The Bank of England held the rate of interest at their last meeting on the 20th of June, but following further positive data including 0.6% growth year to date and the UK coming through recession, suggests there is a more balanced view within the pricing committee on when rates may be reduced, some predicting August.
If we look back historically in the last two decades, we have had interest rates as high as 6% so the current rate of 5.25% is not an outlier. Those of us in the Omega team with long enough memories recall double digit interest rates in the previous decades, however if we just focus on averages across the last two decades, it might be expected for rates to return to c4%. This is echoed in recent market information, many economists and mortgage heads suggesting a range of 3.50% – 4.50% for mortgage rates looking forward.
“I don’t want to wait for interest rates to come down”
Market sentiment and interviews with experts paid more than I am, suggest we are now seeing what is a more realistic interest rate outlook and whilst it may come down from it’s current 5.25%, expectations this will nosedive are wide of the mark.
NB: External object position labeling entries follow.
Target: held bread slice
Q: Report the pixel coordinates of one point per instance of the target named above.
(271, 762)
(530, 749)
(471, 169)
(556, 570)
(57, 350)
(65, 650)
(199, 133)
We all got used to lower rates and factored these into our cashflows, but the clients we are working with now have reset and rebalanced and decided that hesitancy is over; they want to get moving with property purchases and business plans. Lenders are also helping with some now offering 0% lender arrangement fees.
On speaking with our introducing partners and clients, it isn’t simply hesitancy over interest rates that has caused delays. Many property projects have overrun for a variety of reasons, including soaring costs, and when you factor in longer time periods or lead times, this has also negatively impacted many. We recently published short-term finance solutions and commercial bridging finance products that we can offer help to minimise disruption to projects and plans.
If your clients are waiting for falling interest rates, the long-term cost implications of such delays can often be far greater. Our recent conversations have moved from one of hinging hopes on immediate nose dive of interest rates, to people just want to get moving.